I have had my new (my first!) little Paph seedlings for one week now - five mixed 'Maudiae types' and one spicerianum. They arrived in tiny 5cm clear pots. 

It seems to me that they would be safer together in a larger community pot, which would be less vulnerable to drying out and will give their roots more options to find conditions they like. They also wouldn't fall over when I...oh, I don't know, _blink_ too hard! They are very tricky to clean around too.
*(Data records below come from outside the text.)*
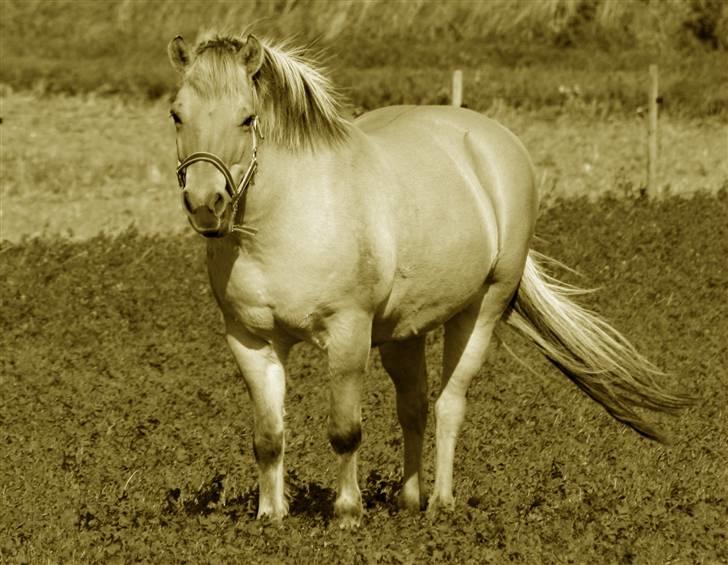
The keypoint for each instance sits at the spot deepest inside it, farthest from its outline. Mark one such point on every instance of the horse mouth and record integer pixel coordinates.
(212, 231)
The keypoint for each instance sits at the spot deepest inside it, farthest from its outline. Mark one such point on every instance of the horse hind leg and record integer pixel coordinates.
(406, 365)
(467, 337)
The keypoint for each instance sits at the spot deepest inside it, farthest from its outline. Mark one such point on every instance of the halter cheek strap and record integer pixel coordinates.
(235, 192)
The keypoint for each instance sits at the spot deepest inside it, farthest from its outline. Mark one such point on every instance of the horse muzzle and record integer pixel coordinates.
(208, 213)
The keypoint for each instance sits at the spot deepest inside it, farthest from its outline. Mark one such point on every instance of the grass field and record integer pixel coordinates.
(126, 430)
(84, 164)
(383, 51)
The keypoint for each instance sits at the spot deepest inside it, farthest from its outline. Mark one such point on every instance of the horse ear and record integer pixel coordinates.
(178, 53)
(252, 55)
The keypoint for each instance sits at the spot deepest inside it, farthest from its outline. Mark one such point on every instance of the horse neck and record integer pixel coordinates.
(291, 182)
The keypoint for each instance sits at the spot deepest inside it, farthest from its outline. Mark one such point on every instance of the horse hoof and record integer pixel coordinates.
(348, 516)
(437, 506)
(275, 515)
(411, 504)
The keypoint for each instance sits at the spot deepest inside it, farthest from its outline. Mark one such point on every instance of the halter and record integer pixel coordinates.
(235, 192)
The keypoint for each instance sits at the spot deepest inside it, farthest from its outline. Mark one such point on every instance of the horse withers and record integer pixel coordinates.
(349, 235)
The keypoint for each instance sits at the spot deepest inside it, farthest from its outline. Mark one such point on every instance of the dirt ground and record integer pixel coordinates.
(126, 430)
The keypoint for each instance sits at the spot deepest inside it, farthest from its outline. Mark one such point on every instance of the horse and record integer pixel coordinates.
(356, 234)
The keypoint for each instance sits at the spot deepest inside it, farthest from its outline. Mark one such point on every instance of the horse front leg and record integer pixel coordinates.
(262, 367)
(348, 345)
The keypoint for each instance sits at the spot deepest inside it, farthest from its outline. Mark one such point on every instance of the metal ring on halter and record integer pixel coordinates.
(235, 192)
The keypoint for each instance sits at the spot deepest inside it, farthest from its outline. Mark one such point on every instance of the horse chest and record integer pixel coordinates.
(245, 294)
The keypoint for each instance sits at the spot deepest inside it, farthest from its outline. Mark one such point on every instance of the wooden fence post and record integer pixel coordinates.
(457, 88)
(654, 190)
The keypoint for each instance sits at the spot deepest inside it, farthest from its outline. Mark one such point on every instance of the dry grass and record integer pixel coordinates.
(86, 164)
(522, 47)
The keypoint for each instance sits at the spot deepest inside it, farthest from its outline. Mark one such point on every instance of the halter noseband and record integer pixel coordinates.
(235, 192)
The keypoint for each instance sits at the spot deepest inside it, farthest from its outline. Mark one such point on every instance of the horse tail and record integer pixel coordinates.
(590, 352)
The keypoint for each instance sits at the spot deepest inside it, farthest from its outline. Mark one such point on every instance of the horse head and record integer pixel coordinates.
(214, 112)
What do you think? Is it good/OK/bad to collate these 7-8cm babies into one larger, more stable pot?


----------



## Trithor (Sep 12, 2013)

Are the Maudiae types named? I assume they are all different, if so, the risk of mixing them up in a com pot will be too high. Get a multicavity (small 8 or 12) seedling tray and place the pots as are into the cavities. Makes for easy handling, and they don't fall over anymore. You might have to look at a few different brands to find the right tray. Take a clear plastic dome from a food container (the top of a cake container from a local supermarket usually works we'll) to cover the plants in their tray and keep the humidity up. Others might have a different take on the situation, but that is what I would do ( a 8 cavity seedling tray will convince you to buy 8 seedlings rather than 6 next time, a 25% improvement in purchasing, your collection will grow that much faster!)


----------



## Delilah (Sep 12, 2013)

I couldn't wait. I compromised, creating two medium sized pots of three each. 

I'm glad I did this because I now know that, with only one exception, the roots on these seedlings are absolute rubbish! I feel good to have given them some fresh, varied media, and dilute natural fertiliser. 

I hope they do OK.


----------



## Trithor (Sep 12, 2013)

Photo?


----------



## NYEric (Sep 12, 2013)

Good luck. Keep them humid but dont let water sit in the crowns and rot develope.


----------



## Eric Muehlbauer (Sep 12, 2013)

Don't give any fertilizer until you know they have fresh, growing roots.


----------